I’m using the CMS called Drupal because it’s widely said to be the most flexible and capable of all, and if I’m going to the trouble of learning any it might as well be one I can use for other things. But lord, I bit off something chewy. It has that vast sprawling-ness so typical of popular Open Source Software projects, and the learning curve is vertiginous. It’s made out of modules; a core with all the basics built in, then countless others you can add for greater functionality (and complication). I parachute into this jungle with little idea of how to tell a tree from a tiger.

But sometimes things are hard for wholly wrong reasons. I was stuck there for weeks – well, hours spread over weeks – because something really basic didn’t work. You see I want a site I can upload cartoons to, so that people can search through them. But Drupal 7 flatly refuses to display images in search results. Imagine how annoying that would be on eBay. Of course I thought that this was my fault, that I’d just got one of its (many, many) settings wrong. But I discover eventually that it’s a bug. The only solution – or at least the only one simple enough for me to implement – was to add a whole other module that did it right.

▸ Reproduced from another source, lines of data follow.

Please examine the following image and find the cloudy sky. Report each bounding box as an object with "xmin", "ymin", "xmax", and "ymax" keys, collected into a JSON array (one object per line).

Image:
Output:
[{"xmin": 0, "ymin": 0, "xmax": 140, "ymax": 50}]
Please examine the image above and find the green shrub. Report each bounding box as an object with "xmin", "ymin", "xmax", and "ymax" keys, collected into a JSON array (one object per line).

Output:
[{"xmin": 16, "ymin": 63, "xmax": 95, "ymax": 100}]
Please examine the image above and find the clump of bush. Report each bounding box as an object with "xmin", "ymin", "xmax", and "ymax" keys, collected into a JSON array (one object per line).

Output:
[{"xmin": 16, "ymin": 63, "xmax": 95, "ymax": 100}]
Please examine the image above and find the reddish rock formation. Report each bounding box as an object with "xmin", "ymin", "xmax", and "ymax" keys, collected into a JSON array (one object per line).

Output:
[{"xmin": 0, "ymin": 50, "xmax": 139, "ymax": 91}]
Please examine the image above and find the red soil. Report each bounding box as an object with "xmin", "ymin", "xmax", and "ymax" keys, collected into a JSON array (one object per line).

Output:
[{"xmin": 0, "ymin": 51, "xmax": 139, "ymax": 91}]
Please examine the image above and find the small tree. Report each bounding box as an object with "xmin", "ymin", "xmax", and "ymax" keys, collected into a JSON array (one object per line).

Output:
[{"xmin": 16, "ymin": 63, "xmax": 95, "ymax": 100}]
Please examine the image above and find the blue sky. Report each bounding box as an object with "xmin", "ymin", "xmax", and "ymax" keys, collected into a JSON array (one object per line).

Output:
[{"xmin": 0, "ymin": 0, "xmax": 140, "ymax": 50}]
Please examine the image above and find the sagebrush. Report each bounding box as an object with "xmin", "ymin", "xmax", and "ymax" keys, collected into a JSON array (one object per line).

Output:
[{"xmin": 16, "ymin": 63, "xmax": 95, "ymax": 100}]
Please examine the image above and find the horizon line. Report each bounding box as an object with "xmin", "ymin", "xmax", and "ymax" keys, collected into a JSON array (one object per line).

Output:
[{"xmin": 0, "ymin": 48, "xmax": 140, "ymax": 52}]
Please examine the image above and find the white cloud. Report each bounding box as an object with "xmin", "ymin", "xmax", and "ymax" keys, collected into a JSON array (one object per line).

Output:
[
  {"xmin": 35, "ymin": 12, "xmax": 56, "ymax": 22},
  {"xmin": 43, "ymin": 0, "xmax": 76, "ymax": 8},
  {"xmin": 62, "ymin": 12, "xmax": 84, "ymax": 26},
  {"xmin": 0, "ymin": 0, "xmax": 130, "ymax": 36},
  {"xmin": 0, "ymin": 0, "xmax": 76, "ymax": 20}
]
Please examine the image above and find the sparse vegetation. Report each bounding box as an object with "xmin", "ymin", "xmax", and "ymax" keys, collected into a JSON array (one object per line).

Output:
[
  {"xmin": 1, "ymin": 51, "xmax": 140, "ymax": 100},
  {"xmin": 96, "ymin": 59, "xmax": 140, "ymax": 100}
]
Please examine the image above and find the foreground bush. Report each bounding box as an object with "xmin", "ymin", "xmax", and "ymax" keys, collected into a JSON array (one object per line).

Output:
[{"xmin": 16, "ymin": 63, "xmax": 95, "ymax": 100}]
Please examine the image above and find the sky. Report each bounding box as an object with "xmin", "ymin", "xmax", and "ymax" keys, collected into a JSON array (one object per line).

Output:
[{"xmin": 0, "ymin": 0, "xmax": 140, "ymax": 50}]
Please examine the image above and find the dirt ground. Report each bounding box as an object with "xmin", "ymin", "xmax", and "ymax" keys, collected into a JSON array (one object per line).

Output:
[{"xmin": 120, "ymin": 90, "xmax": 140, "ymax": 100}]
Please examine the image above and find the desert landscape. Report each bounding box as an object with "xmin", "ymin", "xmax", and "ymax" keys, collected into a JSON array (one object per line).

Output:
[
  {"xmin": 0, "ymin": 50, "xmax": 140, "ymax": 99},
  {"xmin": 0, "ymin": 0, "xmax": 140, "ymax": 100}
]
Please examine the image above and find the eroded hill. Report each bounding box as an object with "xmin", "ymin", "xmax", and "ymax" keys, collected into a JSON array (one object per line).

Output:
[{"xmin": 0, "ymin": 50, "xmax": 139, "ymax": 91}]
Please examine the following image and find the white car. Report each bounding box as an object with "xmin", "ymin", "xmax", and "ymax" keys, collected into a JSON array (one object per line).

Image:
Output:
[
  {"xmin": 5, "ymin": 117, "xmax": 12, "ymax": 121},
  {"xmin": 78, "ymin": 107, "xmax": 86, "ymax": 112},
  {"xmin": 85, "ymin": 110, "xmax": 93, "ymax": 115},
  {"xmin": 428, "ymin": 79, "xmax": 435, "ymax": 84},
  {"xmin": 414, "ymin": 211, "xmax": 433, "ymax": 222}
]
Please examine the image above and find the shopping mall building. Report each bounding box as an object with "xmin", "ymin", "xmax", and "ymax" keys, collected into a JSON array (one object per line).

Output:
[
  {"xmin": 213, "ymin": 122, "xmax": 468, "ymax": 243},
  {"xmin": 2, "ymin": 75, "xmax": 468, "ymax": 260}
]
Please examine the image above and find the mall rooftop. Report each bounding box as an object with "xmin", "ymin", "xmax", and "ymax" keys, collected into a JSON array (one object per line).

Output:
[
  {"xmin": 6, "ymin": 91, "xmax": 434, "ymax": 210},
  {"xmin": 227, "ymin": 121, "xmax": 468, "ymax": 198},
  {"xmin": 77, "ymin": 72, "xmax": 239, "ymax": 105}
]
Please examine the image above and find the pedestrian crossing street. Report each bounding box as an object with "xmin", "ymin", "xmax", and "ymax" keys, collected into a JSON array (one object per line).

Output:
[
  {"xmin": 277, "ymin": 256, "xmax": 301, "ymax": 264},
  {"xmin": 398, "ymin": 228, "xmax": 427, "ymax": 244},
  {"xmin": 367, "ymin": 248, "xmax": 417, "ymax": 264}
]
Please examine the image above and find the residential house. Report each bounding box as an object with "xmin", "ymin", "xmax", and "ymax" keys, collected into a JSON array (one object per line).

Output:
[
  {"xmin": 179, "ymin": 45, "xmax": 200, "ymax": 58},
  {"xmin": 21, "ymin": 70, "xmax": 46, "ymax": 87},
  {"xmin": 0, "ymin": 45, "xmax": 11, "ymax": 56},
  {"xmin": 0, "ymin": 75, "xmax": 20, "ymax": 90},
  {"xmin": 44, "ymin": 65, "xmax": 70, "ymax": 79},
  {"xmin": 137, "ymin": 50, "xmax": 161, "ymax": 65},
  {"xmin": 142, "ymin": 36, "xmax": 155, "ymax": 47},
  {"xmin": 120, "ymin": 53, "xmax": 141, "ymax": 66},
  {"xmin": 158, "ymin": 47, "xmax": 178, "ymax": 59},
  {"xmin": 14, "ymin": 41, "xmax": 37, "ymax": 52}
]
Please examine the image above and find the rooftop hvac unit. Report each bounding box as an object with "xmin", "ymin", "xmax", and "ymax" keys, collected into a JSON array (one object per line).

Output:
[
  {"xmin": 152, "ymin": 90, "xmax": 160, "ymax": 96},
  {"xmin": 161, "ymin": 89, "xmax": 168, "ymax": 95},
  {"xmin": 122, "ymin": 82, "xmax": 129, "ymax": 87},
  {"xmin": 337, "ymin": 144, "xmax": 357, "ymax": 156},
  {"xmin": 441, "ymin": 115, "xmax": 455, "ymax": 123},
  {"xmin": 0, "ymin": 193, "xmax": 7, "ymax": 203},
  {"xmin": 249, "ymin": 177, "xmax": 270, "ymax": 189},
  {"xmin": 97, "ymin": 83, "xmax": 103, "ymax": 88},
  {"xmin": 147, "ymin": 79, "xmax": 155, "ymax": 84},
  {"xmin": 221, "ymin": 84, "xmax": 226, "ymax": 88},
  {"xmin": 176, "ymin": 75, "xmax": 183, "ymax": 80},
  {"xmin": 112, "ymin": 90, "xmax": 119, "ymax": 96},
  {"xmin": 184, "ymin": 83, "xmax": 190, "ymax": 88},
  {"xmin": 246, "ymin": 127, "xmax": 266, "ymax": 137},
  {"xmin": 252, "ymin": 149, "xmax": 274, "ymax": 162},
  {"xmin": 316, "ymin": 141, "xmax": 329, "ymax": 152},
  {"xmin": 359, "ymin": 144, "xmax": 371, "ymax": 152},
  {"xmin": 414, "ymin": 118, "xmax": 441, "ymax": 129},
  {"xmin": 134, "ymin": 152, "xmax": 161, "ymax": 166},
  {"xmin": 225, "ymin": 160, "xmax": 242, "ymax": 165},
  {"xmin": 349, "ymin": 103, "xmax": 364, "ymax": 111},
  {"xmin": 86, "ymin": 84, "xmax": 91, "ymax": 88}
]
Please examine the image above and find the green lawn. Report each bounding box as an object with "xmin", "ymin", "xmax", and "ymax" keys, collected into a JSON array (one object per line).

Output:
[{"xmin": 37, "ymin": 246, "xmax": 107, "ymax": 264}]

So I have solved my first real CMS problem, and went to bed tonight with the basics of my new site actually working. Whereon I find I’m too excited about the damn thing to actually get to sleep.

Thanks for listening.

3 replies on “My Web Design Hell”

I have tinkered with Drupal a little and it made me cry. I had a hell of a time getting certain elements to display consistently on different pages… my fault, not Drupal’s, but I found it really non-intuitive. I need to revisit it soon and am kind of dreading it.

I was dreading it for a long time too, but I think I’m beginning to get the hang of it. I’m trying to be as systematic about it as possible, concentrating on getting the structure working – and as stripped-down as possible – before even thinking about styling, in the hope that this will make things more predictable. Still, little items keep tripping me and driving me nuts.

Like there’s a “breadcrumb trail” at the top of all my pages, and I cannot find the option to turn it off!

Ah well, I know eventually I’ll stumble across it.